William Henry Davies was born on July 3, 1871, to Francis Davies and Mary Ann Davis in Newport, Monmouthshire, Wales. One of six children, Davies experienced extreme hardship in his young years. Three of his siblings died in infancy, and a fourth was mentally disabled. His father died of tuberculosis when Davies was three years old. With his mother’s remarriage a year later, Davies and his siblings were sent to live with his paternal grandparents, who ran a pub. His grandfather, an old sea captain, seemed to have special influence on Davies, and he thrilled the boy with tales of the sea.

As a young boy, Davies enjoyed literature, especially the Romantic poets. Apparently, however, he was the ringleader of a group of young shoplifters, and his education was stopped when he was caught. In 1885, his grandfather died, and Davies began an apprenticeship as a gilder. He hated the work. With his grandmother’s death in 1893, he traveled to the United States and lived the life of a tramp. For the next six years he wandered the United States and traveled back and forth between America and England on cattle boats. In 1899, while jumping for a freight car in Canada, Davies lost his footing and was injured; he lost his leg as a result.

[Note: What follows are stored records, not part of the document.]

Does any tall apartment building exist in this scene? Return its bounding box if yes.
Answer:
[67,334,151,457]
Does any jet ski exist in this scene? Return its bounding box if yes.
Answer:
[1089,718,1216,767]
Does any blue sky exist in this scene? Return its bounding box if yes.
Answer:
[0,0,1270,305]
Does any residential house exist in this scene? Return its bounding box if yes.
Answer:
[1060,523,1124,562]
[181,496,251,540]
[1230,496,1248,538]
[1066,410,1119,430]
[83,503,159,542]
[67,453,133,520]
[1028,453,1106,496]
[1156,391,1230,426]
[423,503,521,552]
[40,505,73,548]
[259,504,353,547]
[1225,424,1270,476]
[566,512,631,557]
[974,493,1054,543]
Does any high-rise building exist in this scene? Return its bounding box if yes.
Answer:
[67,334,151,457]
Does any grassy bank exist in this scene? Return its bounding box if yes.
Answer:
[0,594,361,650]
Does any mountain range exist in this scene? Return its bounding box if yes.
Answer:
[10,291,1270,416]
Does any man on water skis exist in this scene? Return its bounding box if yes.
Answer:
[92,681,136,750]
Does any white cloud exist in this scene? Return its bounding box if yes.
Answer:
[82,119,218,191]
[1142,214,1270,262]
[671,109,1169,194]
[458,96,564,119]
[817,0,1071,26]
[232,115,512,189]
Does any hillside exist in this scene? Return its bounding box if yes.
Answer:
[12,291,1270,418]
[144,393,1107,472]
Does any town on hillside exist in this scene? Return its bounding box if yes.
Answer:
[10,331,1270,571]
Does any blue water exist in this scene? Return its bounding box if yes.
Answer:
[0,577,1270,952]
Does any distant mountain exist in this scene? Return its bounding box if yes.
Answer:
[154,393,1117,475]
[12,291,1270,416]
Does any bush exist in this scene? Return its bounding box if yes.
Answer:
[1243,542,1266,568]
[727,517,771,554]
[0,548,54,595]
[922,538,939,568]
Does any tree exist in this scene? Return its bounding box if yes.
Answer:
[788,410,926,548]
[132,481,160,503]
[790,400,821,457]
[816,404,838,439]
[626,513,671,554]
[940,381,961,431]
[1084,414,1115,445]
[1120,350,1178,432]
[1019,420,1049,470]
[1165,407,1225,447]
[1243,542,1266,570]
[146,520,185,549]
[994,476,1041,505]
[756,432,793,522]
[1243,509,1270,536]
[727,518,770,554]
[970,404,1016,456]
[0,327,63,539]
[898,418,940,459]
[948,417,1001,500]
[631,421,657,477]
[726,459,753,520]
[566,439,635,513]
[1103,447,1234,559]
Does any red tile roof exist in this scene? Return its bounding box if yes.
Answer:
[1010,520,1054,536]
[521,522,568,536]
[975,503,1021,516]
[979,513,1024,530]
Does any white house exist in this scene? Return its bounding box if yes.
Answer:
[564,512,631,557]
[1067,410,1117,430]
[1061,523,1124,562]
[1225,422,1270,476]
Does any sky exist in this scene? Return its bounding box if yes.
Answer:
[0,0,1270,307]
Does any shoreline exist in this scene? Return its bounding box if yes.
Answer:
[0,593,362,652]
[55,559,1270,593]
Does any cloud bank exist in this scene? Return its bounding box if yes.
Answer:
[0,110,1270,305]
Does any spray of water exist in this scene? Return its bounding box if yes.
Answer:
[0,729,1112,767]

When he returned to England, Davies decided to be a writer. However, in order to publish his work, publishers demanded a subsidy. Davies tramped around the country peddling and begging to raise the money. The resulting volume was the 1905 The Soul’s Destroyer, and Other Poems. This book featured the pastoral poetry for which Davies would become known. Although Davies only paid for two hundred fifty copies to be printed, he had difficulty selling them until he began sending the poems to notable people and asking them to purchase copies. In this way he came to the attention of the important writer George Bernard Shaw, who purchased additional copies and circulated them. After producing two more books of poetry, Davies published a prose volume called The Autobiography of a Super-Tramp. Shaw wrote an introduction for the volume, and it was an instantaneous success. Using his own embellished experiences for subject matter, Davies revealed to readers the day-to-day existence of the tramping life. This volume was ultimately his most famous work, although he published many other books of prose and poetry.

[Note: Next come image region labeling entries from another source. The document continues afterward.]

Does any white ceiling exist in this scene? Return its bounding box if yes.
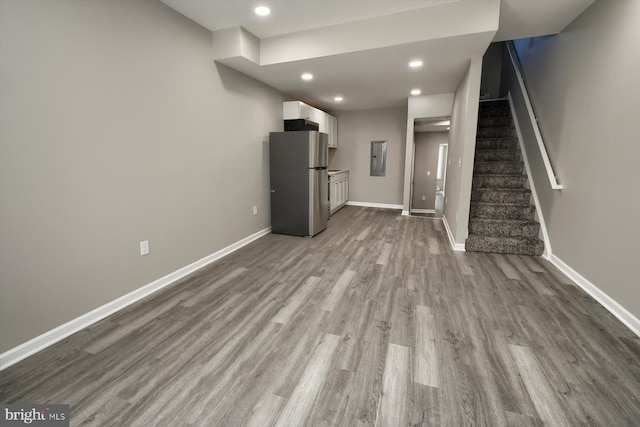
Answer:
[162,0,594,111]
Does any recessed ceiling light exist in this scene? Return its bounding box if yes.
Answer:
[253,6,271,16]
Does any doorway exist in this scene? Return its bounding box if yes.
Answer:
[410,118,450,218]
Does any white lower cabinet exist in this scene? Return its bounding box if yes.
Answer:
[329,171,349,213]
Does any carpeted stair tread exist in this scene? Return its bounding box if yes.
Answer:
[465,100,544,255]
[476,148,522,162]
[476,137,520,151]
[471,187,531,203]
[471,174,527,188]
[469,202,536,220]
[465,234,544,256]
[469,218,540,239]
[473,161,524,175]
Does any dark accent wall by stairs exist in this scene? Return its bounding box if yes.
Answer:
[465,100,544,255]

An additional book of note is Davies’s Young Emma, the story of how he found a wife half his age on the streets of London. Although written in the 1920’s, the content of the book was too sexual for his publishers, and it did not see the light of day until 1980. Davies died on September 26, 1940. As a poet, Davies contributed to the pre-World War I school of Georgian poetry. The poems from this school have fallen in and out of critical favor over the years. His greatest achievement was to share the experiences of his freewheeling life.